A first aspect of the invention relates to signal processing operating on overlapped frames of an input signal. A key concept is to use a time-domain aliased frame as a basis for time segmentation and spectral analysis, and perform segmentation in time based on the time-domain aliased frame and spectral analysis based on the resulting time segments. The time segments, or segments in short, are also referred to as sub-frames. This is only natural since a segment of a frame may be referred to as a sub-frame. The expressions “segment” and “sub-frame” will in general be used interchangeably throughout the disclosure.

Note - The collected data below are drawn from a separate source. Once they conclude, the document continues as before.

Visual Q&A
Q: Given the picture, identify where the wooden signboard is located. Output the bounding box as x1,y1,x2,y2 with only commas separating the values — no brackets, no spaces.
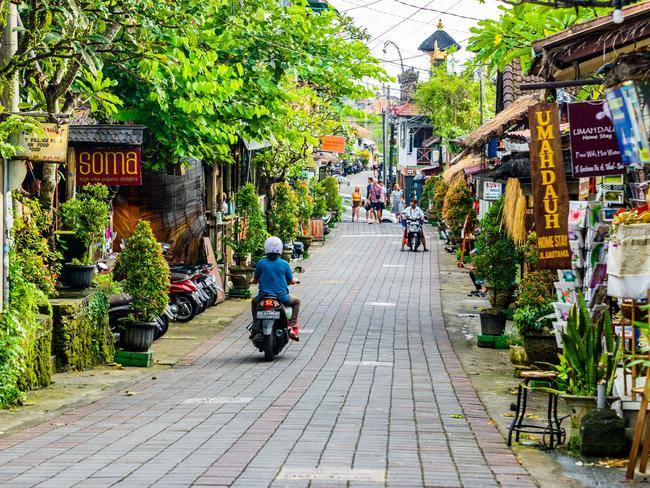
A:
24,123,69,163
528,102,571,269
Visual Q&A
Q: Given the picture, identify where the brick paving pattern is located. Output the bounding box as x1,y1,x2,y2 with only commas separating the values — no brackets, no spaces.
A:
0,223,536,487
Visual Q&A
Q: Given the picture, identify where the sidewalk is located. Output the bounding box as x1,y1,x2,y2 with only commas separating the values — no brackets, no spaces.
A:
436,234,631,487
0,299,248,438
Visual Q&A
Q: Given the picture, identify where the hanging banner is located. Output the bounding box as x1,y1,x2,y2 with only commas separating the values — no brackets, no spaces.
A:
567,101,625,177
23,123,69,163
605,82,650,165
528,102,571,269
76,146,142,186
320,135,346,153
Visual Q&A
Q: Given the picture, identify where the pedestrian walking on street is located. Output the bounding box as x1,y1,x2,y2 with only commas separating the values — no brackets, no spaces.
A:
351,185,362,222
365,176,374,224
392,183,404,219
378,181,388,224
368,178,382,224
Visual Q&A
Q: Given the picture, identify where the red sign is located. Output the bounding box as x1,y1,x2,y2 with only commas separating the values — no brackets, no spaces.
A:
567,101,625,177
320,135,346,153
76,147,142,186
528,102,571,270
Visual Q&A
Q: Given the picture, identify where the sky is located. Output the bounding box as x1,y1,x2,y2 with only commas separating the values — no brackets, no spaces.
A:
329,0,504,94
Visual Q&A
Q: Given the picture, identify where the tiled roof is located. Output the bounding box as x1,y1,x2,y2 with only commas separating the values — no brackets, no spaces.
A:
390,102,422,117
501,58,543,109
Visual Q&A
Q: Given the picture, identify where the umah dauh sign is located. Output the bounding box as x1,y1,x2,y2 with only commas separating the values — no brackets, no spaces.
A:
76,147,142,186
528,102,571,270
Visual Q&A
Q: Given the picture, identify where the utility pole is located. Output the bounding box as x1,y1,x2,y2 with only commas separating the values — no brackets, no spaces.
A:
382,85,390,183
478,67,484,125
0,3,21,309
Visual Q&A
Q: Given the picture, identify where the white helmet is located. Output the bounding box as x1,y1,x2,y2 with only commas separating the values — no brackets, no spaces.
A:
264,236,283,255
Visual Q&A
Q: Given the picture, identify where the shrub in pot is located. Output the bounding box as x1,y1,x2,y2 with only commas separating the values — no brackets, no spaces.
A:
230,184,267,284
432,178,449,221
473,197,517,334
310,179,328,219
270,182,298,251
295,180,314,251
114,220,170,352
441,179,474,244
548,294,622,452
59,184,111,289
320,176,343,222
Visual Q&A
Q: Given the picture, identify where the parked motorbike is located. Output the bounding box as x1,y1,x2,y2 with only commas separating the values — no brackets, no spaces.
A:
247,267,303,361
170,264,219,308
405,216,424,252
168,272,202,322
108,293,172,340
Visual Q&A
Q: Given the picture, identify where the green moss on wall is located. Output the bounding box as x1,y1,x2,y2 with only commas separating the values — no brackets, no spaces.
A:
16,317,53,391
51,290,114,372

FIG. 6 is a schematic flow diagram illustrating an example of a method for signal processing according to a preferred exemplary embodiment of the invention. As indicated in step S1, the procedure may involve an optional pre-processing step, as will be explained and exemplified later on. In step S2, a time-domain aliasing (TDA) operation is performed based on a selected one of the overlapped frames to generate a corresponding so-called TDA frame which may optionally be processed in one or more stages, as indicated in step S3, before time segmentation is performed. In any case, time segmentation is performed based on the time-domain aliased frame (which may have been processed) to generate at least two segments in time, as indicated in step S4. In step S5, so-called segmented spectral analysis is executed based on the segments to obtain, for each segment, coefficients representative of the frequency content of the segment. Preferably, the spectral analysis is based on applying a transform on each of the segments to produce, for each segment, a corresponding set of spectral coefficients. It is also possible to apply an optional post-processing step (not shown).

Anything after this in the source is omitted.